Thursday, March 03, 2022

WHY WOULD HE DO THAT?
Oil driller invests in carbon-capture pipeline for Midwest

An ethanol refinery in Chancellor, S.D., one of many in the midwest, is shown, July 22, 2021. North Dakota’s biggest oil driller says it will commit $250 million to help fund a proposed pipeline that would gather carbon dioxide produced by ethanol plants across the Midwest and pump it underground for permanent storage. Billionaire oil tycoon Harold Hamm’s Continental Resources was scheduled to make a formal announcement of the investment into Summit Carbon Solutions’ $4.5 billion pipeline Wednesday, March 2, 2022 at an ethanol plant in North Dakota. 
(AP Photo/Stephen Groves, file) (ASSOCIATED PRESS)

JAMES MacPHERSON
Wed, March 2, 2022

BISMARCK, N.D. (AP) — North Dakota’s biggest oil driller said Wednesday it will commit $250 million to help fund a proposed pipeline that would gather carbon dioxide produced by ethanol plants across the Midwest and pump it thousands of feet underground for permanent storage.

Continental Resources, headed by billionaire oil tycoon Harold Hamm, discussed the investment into Summit Carbon Solutions’ $4.5 billion pipeline at an ethanol plant in Casselton, in eastern North Dakota. The plant is one of 31 ethanol facilities across Iowa, Minnesota, Nebraska and the Dakotas, where emissions would be captured and piped to western North Dakota and buried deep underground.

The Summit project is one of at least two major CO2 pipelines planned for the Midwest. Navigator CO2 Ventures is planning a pipeline that will stretch over 1,200 miles (1,931 kilometers) through Iowa, South Dakota, Nebraska, Minnesota and Illinois.

Similar CO2 pipeline plans are being considered elsewhere after the federal government increased tax credits, by 2026, to $50 for every metric ton of carbon dioxide a company sequesters. Ethanol producers are aiming to make the fuel more marketable along the West Coast and especially California which requires distributors in that state buy only ethanol with a low carbon emissions impact; companies that produce such ethanol can get a higher price.

The Summit pipeline system would extend 2,000 miles (3,219 kilometers) and could move up to 12 million metric tons of carbon dioxide a year, said Wade Boeshans, executive vice president of the Iowa-based pipeline developer. That’s equal to removing the annual carbon emissions of 2.6 million cars, he said.

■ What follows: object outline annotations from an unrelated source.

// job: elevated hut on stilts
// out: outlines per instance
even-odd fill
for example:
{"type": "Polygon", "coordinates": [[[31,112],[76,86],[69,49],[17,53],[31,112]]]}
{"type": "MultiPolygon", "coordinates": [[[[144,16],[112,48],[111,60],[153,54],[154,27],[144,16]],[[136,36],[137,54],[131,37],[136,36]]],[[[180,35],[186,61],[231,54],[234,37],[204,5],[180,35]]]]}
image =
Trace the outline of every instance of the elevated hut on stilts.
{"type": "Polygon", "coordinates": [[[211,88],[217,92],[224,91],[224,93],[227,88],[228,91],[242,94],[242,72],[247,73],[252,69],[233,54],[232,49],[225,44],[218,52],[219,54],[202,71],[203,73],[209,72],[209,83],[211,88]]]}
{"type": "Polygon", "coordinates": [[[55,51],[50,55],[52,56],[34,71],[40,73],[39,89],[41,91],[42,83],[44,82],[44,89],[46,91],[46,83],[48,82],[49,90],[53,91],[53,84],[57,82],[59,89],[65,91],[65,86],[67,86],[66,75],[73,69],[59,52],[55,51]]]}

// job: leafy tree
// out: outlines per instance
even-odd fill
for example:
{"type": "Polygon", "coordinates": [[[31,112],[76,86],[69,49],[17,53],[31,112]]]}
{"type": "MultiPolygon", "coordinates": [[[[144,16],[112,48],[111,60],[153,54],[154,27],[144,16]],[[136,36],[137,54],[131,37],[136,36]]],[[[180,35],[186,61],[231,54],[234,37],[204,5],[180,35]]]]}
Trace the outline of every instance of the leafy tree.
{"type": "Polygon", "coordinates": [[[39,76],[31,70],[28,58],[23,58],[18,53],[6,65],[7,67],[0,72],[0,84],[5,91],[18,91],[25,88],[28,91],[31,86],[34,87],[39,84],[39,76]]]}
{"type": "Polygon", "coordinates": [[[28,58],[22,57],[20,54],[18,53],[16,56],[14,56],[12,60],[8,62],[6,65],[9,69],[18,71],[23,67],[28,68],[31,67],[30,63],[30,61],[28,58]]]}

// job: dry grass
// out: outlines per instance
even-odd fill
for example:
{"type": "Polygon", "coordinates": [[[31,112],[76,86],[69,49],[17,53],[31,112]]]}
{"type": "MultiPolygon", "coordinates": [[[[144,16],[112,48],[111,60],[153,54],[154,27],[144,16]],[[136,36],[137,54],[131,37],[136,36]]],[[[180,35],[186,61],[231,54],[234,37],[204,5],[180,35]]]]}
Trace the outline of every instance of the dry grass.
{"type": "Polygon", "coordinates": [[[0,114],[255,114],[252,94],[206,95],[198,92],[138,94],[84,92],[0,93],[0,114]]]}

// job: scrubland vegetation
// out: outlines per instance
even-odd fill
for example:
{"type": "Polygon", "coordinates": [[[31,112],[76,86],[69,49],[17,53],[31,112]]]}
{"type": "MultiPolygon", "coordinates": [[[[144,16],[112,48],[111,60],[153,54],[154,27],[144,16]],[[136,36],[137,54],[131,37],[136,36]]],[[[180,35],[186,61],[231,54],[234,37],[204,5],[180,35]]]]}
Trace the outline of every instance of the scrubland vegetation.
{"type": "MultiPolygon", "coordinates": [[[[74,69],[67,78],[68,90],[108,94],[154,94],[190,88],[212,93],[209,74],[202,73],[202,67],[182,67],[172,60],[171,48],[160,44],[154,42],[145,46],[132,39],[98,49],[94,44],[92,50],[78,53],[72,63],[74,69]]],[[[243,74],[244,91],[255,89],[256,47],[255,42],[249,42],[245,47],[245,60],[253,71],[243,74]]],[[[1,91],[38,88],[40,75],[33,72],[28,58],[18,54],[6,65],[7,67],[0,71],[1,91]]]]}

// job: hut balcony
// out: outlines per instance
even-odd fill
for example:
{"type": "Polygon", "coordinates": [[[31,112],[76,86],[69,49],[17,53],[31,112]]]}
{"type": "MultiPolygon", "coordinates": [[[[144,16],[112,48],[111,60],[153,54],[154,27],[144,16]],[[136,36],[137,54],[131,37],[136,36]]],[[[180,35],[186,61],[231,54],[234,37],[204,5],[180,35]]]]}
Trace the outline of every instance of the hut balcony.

Boeshans said the involvement of Hamm likely will help raise capital and boost the project's profile. Hamm’s company helped lead a renaissance in the U.S. oil industry through the use of horizontal drilling to free oil trapped in shale rock. Continental is the biggest producer and largest leaseholder in the Bakken shale formation, with more than 1 million acres (404,686 hectares) in North Dakota and Montana.

Hamm told The Associated Press that his company is looking at the pipeline project as more than an investment.

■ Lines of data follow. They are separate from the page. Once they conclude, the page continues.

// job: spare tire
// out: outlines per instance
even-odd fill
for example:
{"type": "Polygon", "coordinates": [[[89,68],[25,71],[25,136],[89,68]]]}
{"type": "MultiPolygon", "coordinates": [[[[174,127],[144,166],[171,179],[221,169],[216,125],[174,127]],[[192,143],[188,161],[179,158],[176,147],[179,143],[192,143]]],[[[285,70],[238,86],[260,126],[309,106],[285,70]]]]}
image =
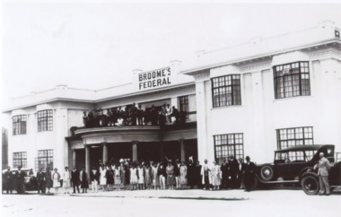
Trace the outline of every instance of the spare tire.
{"type": "Polygon", "coordinates": [[[274,169],[270,164],[262,166],[259,169],[259,178],[263,181],[271,181],[274,178],[274,169]]]}

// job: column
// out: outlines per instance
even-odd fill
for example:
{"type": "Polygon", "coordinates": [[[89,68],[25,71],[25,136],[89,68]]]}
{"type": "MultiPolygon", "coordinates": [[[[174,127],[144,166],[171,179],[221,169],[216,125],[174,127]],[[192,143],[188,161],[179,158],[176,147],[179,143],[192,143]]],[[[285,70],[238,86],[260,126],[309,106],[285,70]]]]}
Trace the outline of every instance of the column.
{"type": "Polygon", "coordinates": [[[85,171],[87,174],[87,178],[90,180],[91,172],[91,160],[90,160],[90,145],[84,144],[85,147],[85,171]]]}
{"type": "Polygon", "coordinates": [[[76,159],[75,149],[73,149],[73,150],[72,150],[72,166],[73,166],[73,167],[75,167],[75,165],[76,165],[76,161],[77,161],[77,159],[76,159]]]}
{"type": "Polygon", "coordinates": [[[179,139],[179,143],[180,143],[181,161],[186,161],[185,140],[184,139],[179,139]]]}
{"type": "Polygon", "coordinates": [[[132,156],[132,160],[133,161],[137,161],[137,143],[138,142],[137,141],[133,141],[131,142],[132,143],[132,151],[133,151],[133,156],[132,156]]]}
{"type": "Polygon", "coordinates": [[[102,162],[106,163],[108,161],[108,146],[107,146],[107,143],[101,143],[101,145],[103,146],[103,159],[102,159],[102,162]]]}

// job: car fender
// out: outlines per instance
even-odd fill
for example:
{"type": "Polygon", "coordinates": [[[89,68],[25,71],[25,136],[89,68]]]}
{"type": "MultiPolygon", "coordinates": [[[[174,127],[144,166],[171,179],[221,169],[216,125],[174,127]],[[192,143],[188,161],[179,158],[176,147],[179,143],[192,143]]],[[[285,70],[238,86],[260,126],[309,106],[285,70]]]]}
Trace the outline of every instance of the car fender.
{"type": "MultiPolygon", "coordinates": [[[[316,174],[315,169],[314,169],[313,167],[306,167],[306,168],[303,168],[303,169],[301,170],[300,175],[299,175],[300,182],[301,182],[302,178],[304,177],[305,174],[307,174],[307,173],[310,173],[310,174],[311,174],[311,173],[315,173],[315,174],[316,174]]],[[[316,175],[317,175],[317,174],[316,174],[316,175]]]]}

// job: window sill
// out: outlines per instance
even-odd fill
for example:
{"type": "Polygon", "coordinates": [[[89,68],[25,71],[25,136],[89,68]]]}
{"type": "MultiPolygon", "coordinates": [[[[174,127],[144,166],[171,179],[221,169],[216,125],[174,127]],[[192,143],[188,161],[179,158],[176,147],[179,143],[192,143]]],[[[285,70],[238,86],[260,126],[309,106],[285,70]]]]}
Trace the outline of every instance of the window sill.
{"type": "Polygon", "coordinates": [[[313,98],[313,96],[310,95],[310,96],[287,97],[287,98],[275,99],[272,101],[275,102],[275,101],[289,100],[302,99],[302,98],[308,98],[309,99],[309,98],[313,98]]]}
{"type": "Polygon", "coordinates": [[[217,110],[217,109],[228,108],[240,108],[240,107],[243,107],[243,105],[232,105],[232,106],[215,107],[215,108],[211,108],[211,110],[217,110]]]}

“We feel it's the right thing to do at the right time,” Hamm said. “Carbon capture and storage is going to be more and more important every day as we go forward in America.”

North Dakota is the nation’s No. 3 oil producer behind Texas and New Mexico.

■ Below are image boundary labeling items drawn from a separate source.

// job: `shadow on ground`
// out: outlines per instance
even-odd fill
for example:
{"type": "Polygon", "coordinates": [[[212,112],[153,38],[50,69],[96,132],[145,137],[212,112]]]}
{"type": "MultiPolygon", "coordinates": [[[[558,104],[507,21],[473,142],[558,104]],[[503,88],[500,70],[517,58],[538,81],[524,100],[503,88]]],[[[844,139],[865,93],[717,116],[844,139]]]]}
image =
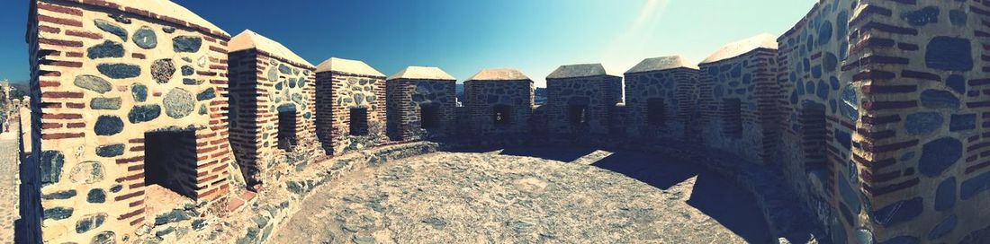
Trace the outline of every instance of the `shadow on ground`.
{"type": "MultiPolygon", "coordinates": [[[[593,148],[580,147],[514,147],[506,148],[502,154],[571,162],[594,151],[593,148]]],[[[661,190],[668,190],[697,176],[691,198],[687,201],[689,205],[711,216],[746,242],[772,242],[766,219],[749,192],[702,166],[626,151],[614,152],[592,166],[623,174],[661,190]]]]}

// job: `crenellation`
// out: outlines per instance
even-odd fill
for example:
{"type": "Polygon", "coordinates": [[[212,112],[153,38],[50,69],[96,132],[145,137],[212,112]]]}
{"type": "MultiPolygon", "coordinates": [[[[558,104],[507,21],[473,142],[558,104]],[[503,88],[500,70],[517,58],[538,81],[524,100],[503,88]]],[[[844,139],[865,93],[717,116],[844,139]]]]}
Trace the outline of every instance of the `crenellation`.
{"type": "MultiPolygon", "coordinates": [[[[161,236],[277,205],[236,230],[263,242],[324,183],[293,174],[360,168],[321,165],[328,157],[374,166],[383,156],[369,152],[416,143],[429,144],[391,156],[520,141],[728,153],[779,177],[767,181],[810,209],[823,241],[990,239],[980,1],[820,0],[782,36],[699,64],[646,58],[622,76],[560,66],[542,106],[516,69],[482,69],[458,101],[439,67],[386,77],[358,60],[313,65],[167,0],[31,2],[30,99],[3,127],[23,127],[18,231],[31,243],[200,241],[161,236]]],[[[791,234],[774,209],[761,213],[772,235],[791,234]]]]}

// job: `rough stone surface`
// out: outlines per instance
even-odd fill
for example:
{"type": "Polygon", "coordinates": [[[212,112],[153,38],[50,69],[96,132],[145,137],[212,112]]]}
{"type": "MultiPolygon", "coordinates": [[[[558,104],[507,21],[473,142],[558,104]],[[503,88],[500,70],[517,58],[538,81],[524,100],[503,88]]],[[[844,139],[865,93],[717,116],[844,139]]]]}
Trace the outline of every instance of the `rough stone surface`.
{"type": "Polygon", "coordinates": [[[154,30],[143,27],[134,32],[134,43],[141,48],[151,49],[158,46],[158,36],[154,34],[154,30]]]}
{"type": "Polygon", "coordinates": [[[174,88],[165,94],[162,105],[165,107],[165,115],[173,119],[182,119],[192,114],[196,107],[196,101],[192,98],[192,93],[181,88],[174,88]]]}
{"type": "MultiPolygon", "coordinates": [[[[627,156],[595,164],[631,170],[622,165],[651,158],[627,156]]],[[[751,197],[724,180],[669,162],[634,170],[654,172],[637,174],[637,181],[587,165],[595,161],[435,153],[395,162],[317,190],[271,242],[770,241],[751,197]],[[736,203],[706,206],[722,201],[736,203]],[[742,215],[710,215],[736,212],[742,215]]]]}
{"type": "Polygon", "coordinates": [[[127,79],[141,75],[141,66],[127,63],[101,63],[96,70],[111,79],[127,79]]]}
{"type": "Polygon", "coordinates": [[[72,84],[86,90],[104,94],[113,89],[113,85],[107,80],[95,75],[79,75],[75,77],[72,84]]]}
{"type": "Polygon", "coordinates": [[[151,78],[158,84],[168,83],[175,75],[175,63],[171,58],[155,60],[151,63],[151,78]]]}

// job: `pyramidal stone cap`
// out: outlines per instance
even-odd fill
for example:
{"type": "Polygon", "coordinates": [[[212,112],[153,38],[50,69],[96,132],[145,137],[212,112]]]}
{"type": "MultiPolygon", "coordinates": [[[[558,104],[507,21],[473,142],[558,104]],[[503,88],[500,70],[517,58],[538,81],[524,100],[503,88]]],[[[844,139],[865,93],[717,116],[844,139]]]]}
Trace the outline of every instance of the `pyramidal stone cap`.
{"type": "Polygon", "coordinates": [[[740,41],[732,42],[723,45],[718,51],[712,53],[712,55],[705,58],[701,63],[712,63],[718,62],[725,59],[737,57],[739,55],[745,54],[751,50],[757,48],[777,48],[777,38],[769,34],[760,34],[756,37],[748,38],[740,41]]]}
{"type": "MultiPolygon", "coordinates": [[[[169,0],[101,0],[94,1],[97,4],[88,3],[90,1],[83,0],[72,0],[72,2],[77,2],[86,5],[93,5],[99,7],[109,7],[120,11],[129,11],[128,9],[137,10],[138,12],[153,13],[158,16],[164,16],[172,19],[182,20],[186,22],[187,27],[200,26],[209,29],[213,32],[218,32],[220,35],[225,37],[230,37],[231,35],[225,32],[223,29],[213,25],[209,21],[206,21],[199,15],[194,14],[185,7],[173,3],[169,0]]],[[[174,23],[179,24],[179,23],[174,23]]]]}
{"type": "Polygon", "coordinates": [[[347,74],[366,75],[375,77],[385,77],[385,74],[378,72],[367,63],[358,60],[331,57],[316,66],[316,72],[341,72],[347,74]]]}
{"type": "Polygon", "coordinates": [[[599,75],[611,75],[605,70],[605,66],[601,63],[585,63],[585,64],[572,64],[572,65],[560,65],[556,70],[553,70],[550,75],[546,76],[547,79],[566,79],[566,78],[579,78],[579,77],[591,77],[599,75]]]}
{"type": "Polygon", "coordinates": [[[457,80],[438,67],[409,66],[388,77],[388,80],[457,80]]]}
{"type": "Polygon", "coordinates": [[[533,79],[523,74],[522,71],[514,68],[486,68],[478,71],[477,74],[471,76],[467,80],[483,80],[483,81],[516,81],[516,80],[528,80],[533,82],[533,79]]]}
{"type": "Polygon", "coordinates": [[[278,41],[272,41],[257,33],[251,32],[250,30],[245,30],[243,33],[231,39],[231,41],[227,42],[227,49],[231,52],[251,48],[262,50],[271,53],[272,55],[288,59],[289,61],[313,67],[312,63],[306,61],[306,59],[303,59],[289,48],[286,48],[285,45],[282,45],[278,41]]]}
{"type": "Polygon", "coordinates": [[[688,62],[680,55],[661,56],[643,59],[642,62],[626,71],[627,74],[642,73],[649,71],[660,71],[675,68],[698,69],[698,65],[688,62]]]}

Continental and Summit officials said there are no plans to inject carbon dioxide into old oil wells to boost production, a process that has been largely unsuccessful in North Dakota.

“That is not part of our business plan,” Boeshans said.

North Dakota’s underground rock formations are ideal for carbon storage, state Geologist Ed Murphy said.

The Trump administration in 2018 gave North Dakota the power to regulate underground wells used for long-term storage of waste carbon dioxide. North Dakota was the first state to be given such power, the Environmental Protection Agency said in announcing the move. The state has since invested heavily in carbon capture and sequestration technology.


Republican North Dakota Gov. Doug Burgum praised the Summit pipeline and other proposed carbon storage projects in North Dakota, which are integral as part of the state’s plan to become carbon neutral by 2030.

Boeshans said the company in December began negotiating with landowners along the pipeline’s path for easements, though the company would not rule out the use eminent domain if agreements with landowners can’t be reached voluntarily.

“Overall, we’re making progress with voluntary easements,” he said.

The company has not filed permit applications in North Dakota for the pipeline, or for the estimated dozen underground wells needed for storage. The project could employ up to 17,000 people during construction, and lead to 500 permanent jobs when it’s expected to come online in mid-2024, Boeshans said.